Estimates based on an opt-in online survey of adults 18 and over last year show that 28.6% of respondents were suffering from current depression, 18.2% had initiated or increased substance use, and 8.4% were having suicidal thoughts.
The survey was conducted in April and May of 2020, with results based on 1,004 respondents. Along with questions about mental health issues and substance use during the pandemic, the survey included questions related to being blamed for spreading COVID-19, issues such as feeling isolated and alone, and social determinants of health such as not having enough food to eat.
According to the report, symptoms of depression were reported 59% more frequently by Hispanic adults, at 40.3%, than white adults at 25.3%. Suicidal ideation was four times more common among Hispanics than among Black or white people, and approximately twice as common than among multiracial or non-Hispanic people of other races or ethnicities.
Additionally, increased or new substance use was reported among 36.9% of Hispanic respondents, compared with approximately 15% of other respondents.
Overall, reasons for "psychosocial" stress among respondents included worries about family health, feelings of isolation, worries about getting COVID-19, concern about having a loved one die of COVID-19, and getting exposed in the workplace. Concerns about family health were most prevalent at 36.3%, followed by feelings of isolation at 28.6%.

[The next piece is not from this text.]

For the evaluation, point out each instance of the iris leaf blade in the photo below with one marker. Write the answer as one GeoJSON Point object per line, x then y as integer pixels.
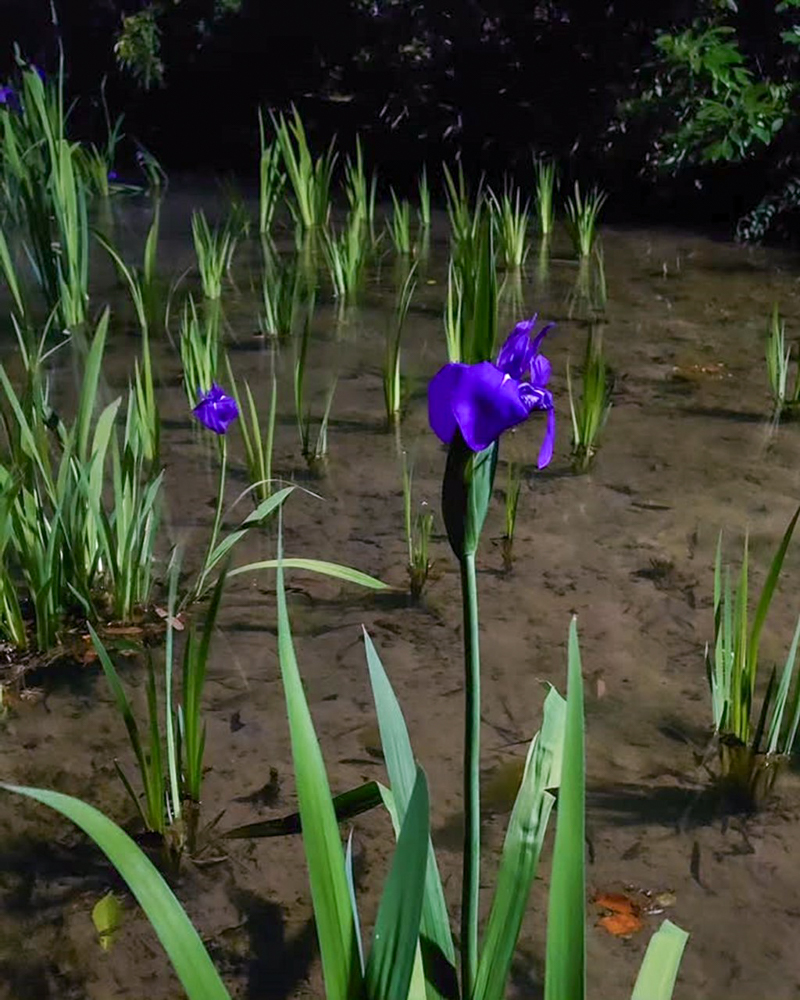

At 12.9%, a larger share of multiracial people or those who identified as Asian, Native American or another race or ethnicity were worried about discrimination or stigma associated with blame for the spread of COVID-19 than white or Hispanic adults.
An estimated 27.1% of people were worried about possible job loss, 18.4% were worried about obtaining needed health care, 14.4% were worried about getting enough food and 11.8% worried about housing instability. Among all groups, Hispanics were the most worried about getting enough food, at 22.7%, and stable housing, at 20.7%, the report shows. The share of white adults concerned about those issues stood at 11.9% and 9.2% respectively.
The report notes that the findings are limited by factors such as the survey's small sample size, that it was administered only in English on the Internet, and that responses were self-reported. It's also unclear if the responses would be representative of the broader U.S. population.
Researchers say the results suggest a need for more studies, and that a focus on Spanish-speaking Hispanics "might be helpful."
"The mental health and psychosocial needs of U.S. adults, including persons in racial and ethnic minority groups, are an important consideration when promoting community resilience and preserving access to and provision of services during the COVID-19 pandemic," the report states.